Which brings us to The Joys of Living 2008-2010 – CD/LP (Velvet Scene/Rise Records – 2011) – the career-thus-far compilation recently released by Rise Records, Sharks’ US label. Featuring 14-tracks, and sequenced in reverse chronological order, the album tells the whole heroic story from rehearsal studio to four-figure-audiences, in stunning stereographical detail.

Forthcoming 45, ‘Sweet Harness’, kicks off Side One, wearing the maturity Sharks have earned on it’s lapel like a ‘Hope Not Hate’ badge at an EDL rally, strident, affecting, addictive: ‘Easy chemistry, only me/Easy chemistry, lonely me/Easy chemistry, positively correcting me when all I need is concrete, crookedly’. The album’s title track ticks a bunch of the Clash boxes alluded to by Paul Lester in The Guardian, except the time-frame is wrong, if anything, this is Cost Of Living era Clash, replete with harmonica and drop down and dub section, before Sam’s drums power back up to storm the outro chorus. Next up is live favourite, ‘Trains’: ‘How pathetic this must sound to a hope of finally getting out/How pathetic this must sound to someone who doesn’t even know he’s bored of this town/Try to make sense of what happens next and in the meantime I could have stolen a fucking car.’ Sharks at their most venomous, scathing, tongue-lashing the small-town mentalities with righteous anger.

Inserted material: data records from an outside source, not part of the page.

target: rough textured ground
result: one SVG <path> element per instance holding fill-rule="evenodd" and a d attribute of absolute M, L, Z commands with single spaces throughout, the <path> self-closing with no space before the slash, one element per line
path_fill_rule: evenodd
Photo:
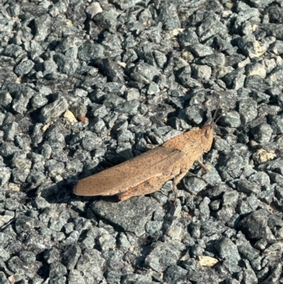
<path fill-rule="evenodd" d="M 0 0 L 0 284 L 282 283 L 282 0 Z M 220 113 L 205 182 L 77 181 Z"/>

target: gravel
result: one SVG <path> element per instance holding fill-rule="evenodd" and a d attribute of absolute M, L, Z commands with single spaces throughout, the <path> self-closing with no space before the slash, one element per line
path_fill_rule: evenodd
<path fill-rule="evenodd" d="M 0 284 L 283 283 L 283 2 L 0 0 Z M 86 176 L 211 123 L 146 196 Z"/>

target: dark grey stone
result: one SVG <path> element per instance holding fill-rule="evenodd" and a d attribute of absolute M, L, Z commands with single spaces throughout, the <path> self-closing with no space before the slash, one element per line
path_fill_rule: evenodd
<path fill-rule="evenodd" d="M 241 179 L 238 181 L 238 190 L 248 195 L 257 194 L 260 191 L 260 188 L 257 184 L 251 183 L 246 179 Z"/>
<path fill-rule="evenodd" d="M 239 113 L 236 110 L 229 110 L 225 113 L 219 119 L 219 123 L 223 126 L 238 127 L 241 125 Z"/>
<path fill-rule="evenodd" d="M 52 20 L 48 13 L 35 19 L 35 41 L 44 41 L 51 31 L 52 23 Z"/>
<path fill-rule="evenodd" d="M 185 246 L 181 243 L 172 242 L 166 244 L 157 242 L 144 263 L 157 272 L 163 272 L 168 266 L 176 264 L 180 256 L 180 250 L 184 249 Z"/>
<path fill-rule="evenodd" d="M 243 123 L 250 123 L 258 115 L 258 103 L 256 101 L 242 100 L 239 105 L 239 113 Z"/>
<path fill-rule="evenodd" d="M 272 128 L 267 123 L 261 123 L 252 129 L 253 137 L 258 143 L 269 142 L 272 132 Z"/>
<path fill-rule="evenodd" d="M 15 73 L 18 76 L 23 76 L 30 73 L 35 64 L 33 61 L 28 59 L 22 63 L 20 63 L 14 69 Z"/>
<path fill-rule="evenodd" d="M 131 208 L 134 208 L 134 210 Z M 129 199 L 122 203 L 110 203 L 100 200 L 91 203 L 91 209 L 103 218 L 111 220 L 112 222 L 123 227 L 125 231 L 141 236 L 145 233 L 145 225 L 151 220 L 151 215 L 161 208 L 154 199 L 139 197 Z M 134 221 L 137 218 L 139 222 Z M 135 224 L 134 227 L 133 224 Z"/>
<path fill-rule="evenodd" d="M 28 232 L 29 230 L 40 226 L 40 222 L 37 220 L 25 215 L 20 216 L 16 220 L 16 231 L 18 234 L 22 232 Z"/>
<path fill-rule="evenodd" d="M 58 70 L 63 74 L 73 75 L 79 67 L 78 62 L 60 53 L 56 55 L 54 58 L 58 66 Z"/>
<path fill-rule="evenodd" d="M 53 262 L 50 264 L 49 277 L 50 279 L 62 276 L 67 274 L 67 268 L 59 261 Z"/>
<path fill-rule="evenodd" d="M 204 45 L 192 45 L 190 46 L 192 53 L 197 57 L 204 57 L 213 54 L 212 49 Z"/>
<path fill-rule="evenodd" d="M 44 123 L 56 120 L 68 108 L 69 104 L 63 96 L 58 96 L 52 103 L 42 108 L 40 120 Z"/>
<path fill-rule="evenodd" d="M 268 215 L 264 210 L 258 210 L 243 218 L 238 225 L 238 228 L 248 239 L 258 240 L 269 234 L 267 228 Z"/>
<path fill-rule="evenodd" d="M 214 243 L 214 248 L 219 257 L 224 260 L 232 261 L 236 264 L 241 259 L 237 246 L 230 239 L 222 237 Z"/>

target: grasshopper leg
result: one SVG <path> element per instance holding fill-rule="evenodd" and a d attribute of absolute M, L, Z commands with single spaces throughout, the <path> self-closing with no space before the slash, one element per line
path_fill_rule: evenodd
<path fill-rule="evenodd" d="M 171 177 L 168 176 L 154 176 L 127 191 L 120 193 L 119 200 L 123 201 L 132 196 L 152 193 L 158 191 L 171 178 Z"/>

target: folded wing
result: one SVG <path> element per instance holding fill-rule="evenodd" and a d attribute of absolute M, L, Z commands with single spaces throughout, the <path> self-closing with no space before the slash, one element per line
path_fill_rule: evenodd
<path fill-rule="evenodd" d="M 74 193 L 78 195 L 94 196 L 124 192 L 154 176 L 170 175 L 174 164 L 184 155 L 184 152 L 175 149 L 156 147 L 117 166 L 81 179 Z"/>

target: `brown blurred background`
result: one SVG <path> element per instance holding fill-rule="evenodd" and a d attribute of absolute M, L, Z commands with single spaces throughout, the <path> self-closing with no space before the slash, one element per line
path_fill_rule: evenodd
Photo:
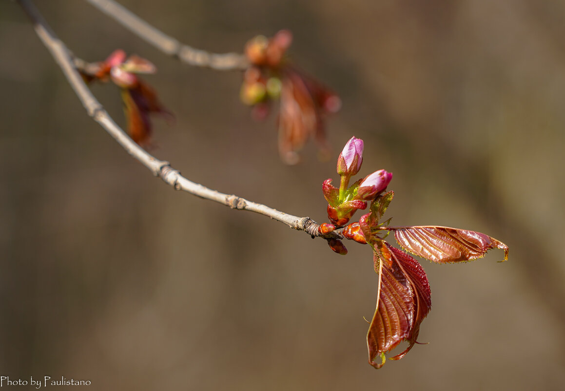
<path fill-rule="evenodd" d="M 80 1 L 37 2 L 79 57 L 150 59 L 177 123 L 158 157 L 199 183 L 325 218 L 333 160 L 277 157 L 238 72 L 167 58 Z M 375 371 L 371 251 L 175 192 L 88 118 L 23 13 L 0 3 L 0 375 L 93 389 L 557 390 L 565 381 L 565 2 L 122 0 L 181 41 L 240 51 L 290 29 L 293 59 L 343 100 L 334 155 L 394 174 L 396 225 L 484 232 L 502 252 L 423 262 L 432 312 L 416 346 Z M 119 94 L 93 91 L 123 124 Z"/>

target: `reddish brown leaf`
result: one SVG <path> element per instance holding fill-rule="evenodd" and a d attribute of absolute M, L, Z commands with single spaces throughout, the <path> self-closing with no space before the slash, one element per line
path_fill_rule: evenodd
<path fill-rule="evenodd" d="M 153 89 L 141 80 L 135 88 L 122 89 L 121 98 L 129 136 L 140 145 L 150 144 L 152 127 L 150 113 L 161 114 L 169 121 L 174 118 L 159 102 Z"/>
<path fill-rule="evenodd" d="M 415 259 L 384 241 L 377 243 L 375 250 L 379 290 L 367 345 L 369 363 L 379 368 L 384 364 L 385 354 L 400 342 L 407 341 L 410 346 L 391 359 L 402 358 L 416 343 L 420 324 L 432 301 L 428 278 Z M 379 356 L 381 362 L 375 363 Z"/>
<path fill-rule="evenodd" d="M 384 229 L 394 231 L 398 244 L 407 251 L 438 263 L 471 261 L 491 248 L 503 250 L 503 260 L 508 259 L 507 246 L 480 232 L 432 226 Z"/>

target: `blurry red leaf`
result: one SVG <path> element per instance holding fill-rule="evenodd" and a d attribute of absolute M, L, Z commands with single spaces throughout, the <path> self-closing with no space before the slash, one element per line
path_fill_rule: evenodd
<path fill-rule="evenodd" d="M 388 227 L 398 244 L 407 251 L 438 263 L 464 262 L 482 257 L 491 248 L 508 246 L 485 234 L 467 230 L 432 226 Z"/>
<path fill-rule="evenodd" d="M 172 114 L 159 102 L 153 89 L 141 80 L 133 88 L 123 88 L 121 97 L 129 136 L 140 145 L 150 144 L 152 126 L 150 113 L 159 114 L 168 122 L 174 119 Z"/>
<path fill-rule="evenodd" d="M 379 368 L 385 354 L 407 341 L 408 347 L 391 358 L 404 356 L 416 343 L 420 324 L 429 312 L 432 300 L 424 269 L 415 259 L 380 241 L 375 245 L 375 269 L 379 289 L 375 315 L 367 334 L 369 363 Z M 381 358 L 381 362 L 375 359 Z"/>

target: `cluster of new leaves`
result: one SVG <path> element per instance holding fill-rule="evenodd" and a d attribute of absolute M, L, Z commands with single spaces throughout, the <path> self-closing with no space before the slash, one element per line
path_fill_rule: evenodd
<path fill-rule="evenodd" d="M 257 119 L 264 119 L 271 102 L 279 100 L 279 151 L 287 164 L 298 162 L 298 151 L 311 138 L 318 143 L 321 158 L 329 156 L 323 118 L 341 106 L 337 94 L 288 60 L 286 52 L 292 42 L 292 35 L 288 30 L 281 30 L 271 38 L 258 36 L 250 40 L 245 49 L 250 65 L 240 92 L 242 101 L 253 106 Z M 104 61 L 89 64 L 79 71 L 86 82 L 111 81 L 120 88 L 128 132 L 138 144 L 151 144 L 150 113 L 162 115 L 169 122 L 173 118 L 153 89 L 136 75 L 156 71 L 147 60 L 136 55 L 126 58 L 125 53 L 118 50 Z"/>
<path fill-rule="evenodd" d="M 117 50 L 104 61 L 89 64 L 80 70 L 85 81 L 106 83 L 111 80 L 120 88 L 129 136 L 137 144 L 149 146 L 152 126 L 150 113 L 164 117 L 169 122 L 174 119 L 157 98 L 154 90 L 136 74 L 154 74 L 157 68 L 149 61 Z"/>
<path fill-rule="evenodd" d="M 369 363 L 380 368 L 385 354 L 403 341 L 408 347 L 390 359 L 403 357 L 417 342 L 420 324 L 428 315 L 432 301 L 429 285 L 424 269 L 411 256 L 390 246 L 385 240 L 392 231 L 403 249 L 438 263 L 471 261 L 483 256 L 491 248 L 505 251 L 508 247 L 501 242 L 479 232 L 440 226 L 392 227 L 390 219 L 382 217 L 394 196 L 385 192 L 392 174 L 379 170 L 349 186 L 363 162 L 363 141 L 352 138 L 340 154 L 337 173 L 341 177 L 339 188 L 332 186 L 331 179 L 323 183 L 322 190 L 328 201 L 328 217 L 331 224 L 320 225 L 319 232 L 328 234 L 336 229 L 345 238 L 360 243 L 368 243 L 373 250 L 375 271 L 379 276 L 377 305 L 367 334 Z M 358 210 L 367 208 L 369 213 L 359 221 L 347 224 Z M 346 225 L 347 224 L 347 225 Z M 332 249 L 345 255 L 347 250 L 341 240 L 328 239 Z M 380 362 L 375 362 L 375 359 Z"/>
<path fill-rule="evenodd" d="M 286 51 L 292 42 L 290 32 L 281 30 L 270 39 L 260 35 L 247 43 L 250 66 L 240 94 L 245 104 L 253 106 L 257 119 L 267 116 L 273 100 L 280 100 L 279 151 L 287 164 L 298 162 L 297 151 L 310 138 L 318 144 L 320 157 L 328 157 L 323 117 L 341 106 L 337 95 L 288 61 Z"/>

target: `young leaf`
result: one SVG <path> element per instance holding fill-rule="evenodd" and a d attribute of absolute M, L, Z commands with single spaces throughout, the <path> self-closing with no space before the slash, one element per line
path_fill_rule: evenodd
<path fill-rule="evenodd" d="M 153 89 L 141 80 L 133 88 L 122 88 L 121 98 L 128 121 L 128 132 L 132 139 L 140 145 L 150 144 L 152 127 L 150 113 L 160 114 L 168 122 L 174 119 L 172 114 L 161 105 Z"/>
<path fill-rule="evenodd" d="M 491 248 L 504 250 L 508 259 L 508 246 L 480 232 L 467 230 L 420 226 L 388 227 L 394 231 L 397 242 L 404 250 L 438 263 L 464 262 L 482 257 Z"/>
<path fill-rule="evenodd" d="M 410 346 L 391 359 L 400 359 L 416 343 L 420 324 L 432 301 L 428 278 L 415 259 L 384 241 L 377 243 L 375 250 L 379 290 L 367 345 L 369 363 L 378 369 L 384 364 L 384 354 L 400 342 L 407 341 Z M 378 356 L 382 358 L 380 363 L 374 361 Z"/>

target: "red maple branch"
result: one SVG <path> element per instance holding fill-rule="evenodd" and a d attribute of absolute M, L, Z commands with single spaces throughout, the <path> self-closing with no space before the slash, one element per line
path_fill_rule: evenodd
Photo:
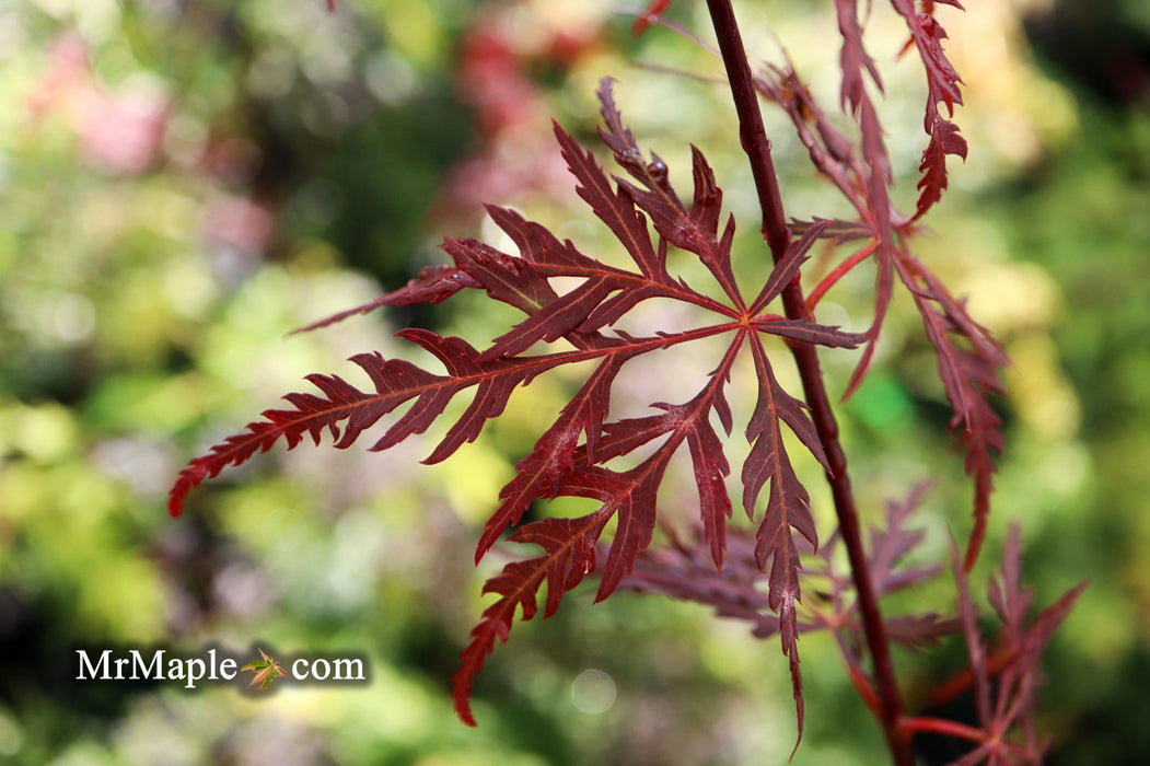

‘It All Relates’ is anthemic, all terrace-chant backing vocals and sweet rock and roll licks; ‘We’d steal, but not to break common trade, but for desire to create/To give back what we took in and watch it bloom from the beginning again/I’ve never liked my voice anyways, and rock and roll needs tragedy/So if these bones collide well at least we tried and besides, I could do with some daylight’. ‘Three Houses’ already has a fan forum named after it, takes me back to The Star Spangles ‘Bazooka’, and the promise of 2003. ‘More Blue’ rides an understated verse to another killer chorus, never designed to be, at its inception, but this is an album track, and a grower to boot. ‘Glove In Hand’ closes the side in a hail of molten lead guitar and haunting melody, setting the maturity I spoke of upfront in aspic, ready and able to take its place in the rock and roll hall of fame.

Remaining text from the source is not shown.